Türkiye'nin, ABD'nin dostu ve müttefiki olduğunu, ancak Türkiye'nin etrafında ne kadar melanet bir durum varsa hepsinin altından ABD'nin çıktığını ifade eden Aksakal, şunları kaydetti:
"Bu; teröre destekte böyledir, Doğu Akdeniz'deki hak ve
menfaatlerimiz konusunda böyledir, Ege'deki adalar ve kıta
sahanlığı konularında Yunanistan'ın yanında yer almasında böyledir,
karşı kıyılarımızda dokuz tane askeri üs konuşlandırılmasında
böyledir, ekonomik dengelerin tehdit edilmesinde böyledir.
Cumhurbaşkanı Sayın Erdoğan'ın, İsveç konusunda TBMM'yi işaret
etmesi, bizim açımızdan doğru bir manevradır.
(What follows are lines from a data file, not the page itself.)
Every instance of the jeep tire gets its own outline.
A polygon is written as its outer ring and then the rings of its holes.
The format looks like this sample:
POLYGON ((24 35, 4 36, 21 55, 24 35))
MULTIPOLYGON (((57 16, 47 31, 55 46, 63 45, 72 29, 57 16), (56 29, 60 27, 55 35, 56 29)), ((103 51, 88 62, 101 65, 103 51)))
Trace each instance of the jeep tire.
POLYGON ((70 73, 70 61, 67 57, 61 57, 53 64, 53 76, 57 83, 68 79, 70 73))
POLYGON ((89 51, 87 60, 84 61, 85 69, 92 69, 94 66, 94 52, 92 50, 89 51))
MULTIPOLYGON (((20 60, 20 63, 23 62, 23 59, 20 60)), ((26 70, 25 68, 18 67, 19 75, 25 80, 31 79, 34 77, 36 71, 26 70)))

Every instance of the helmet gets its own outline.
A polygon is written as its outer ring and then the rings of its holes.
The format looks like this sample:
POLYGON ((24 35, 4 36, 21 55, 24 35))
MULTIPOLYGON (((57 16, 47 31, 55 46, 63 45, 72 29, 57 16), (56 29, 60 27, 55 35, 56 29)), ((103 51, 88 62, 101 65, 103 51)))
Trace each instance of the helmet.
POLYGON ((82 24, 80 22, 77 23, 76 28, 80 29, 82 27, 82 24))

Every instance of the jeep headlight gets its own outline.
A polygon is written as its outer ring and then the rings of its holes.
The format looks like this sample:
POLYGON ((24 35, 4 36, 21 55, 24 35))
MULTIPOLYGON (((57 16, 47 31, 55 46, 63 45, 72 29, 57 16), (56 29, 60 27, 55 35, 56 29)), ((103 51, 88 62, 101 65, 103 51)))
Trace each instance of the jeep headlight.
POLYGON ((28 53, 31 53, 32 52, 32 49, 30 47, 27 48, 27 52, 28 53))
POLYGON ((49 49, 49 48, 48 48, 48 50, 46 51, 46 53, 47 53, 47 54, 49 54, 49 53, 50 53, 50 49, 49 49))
Lafın özeti, Avrupa
Birliği bizim için vazgeçilmez değildir ve hatta NATO da
vazgeçilmez olarak değerlendirilmemelidir."
DSP Genel Başkanı Aksakal, memur emeklilerine verilen yüzde 25 zammın, çalışan memurlara verilen artışın gerisinde kalmasının hakça bir sonuç doğurmadığını savunarak, bu yanlışın, Cumhurbaşkanı Erdoğan tarafından yeniden değerlendirilmesinin, en uygun çözüm yöntemi olacağını belirtti.
Yüksek kira artışlarına değinen Aksakal, öncelikle konut ve iş yerlerinin bir yatırım aracı olmaktan çıkarılması gerektiğini vurguladı.
Konut ve iş yeri niteliğindeki taşınmazlar için ekonomiye kayda değer katkısı olacak düzeyde bir vergilendirme rejimi uygulanmasını isteyen Aksakal, "Bir kişinin üzerinde onlarca, yüzlerce, hatta binlerce konut ve iş yeri mülkiyeti olduğu, artık herkesin bildiği bir gerçek. Kişinin bireysel ihtiyacının dışındaki konut ve iş yeri için ekonomiye etkili düzeyde katkı sağlayacak bir vergi tanımı yapılmalıdır. Konut kredilerinin verilmesinde, kredi alınacak konutta oturma şartı getirilmelidir." ifadesini kullandı.
Aksakal, ikinci el araç piyasasındaki fiyat artışlarına karşı da "Ticari amaçla araç alım satımı ile iştigal eden galericilerin, sıfır araç satışı yasaklanmalıdır. Sıfır araçların, sadece üretici firmaların yetkili bayileri eliyle tüketiciye ulaştırılması sağlanmalı, başka yerde satışına izin verilmemelidir." önerisinde bulundu.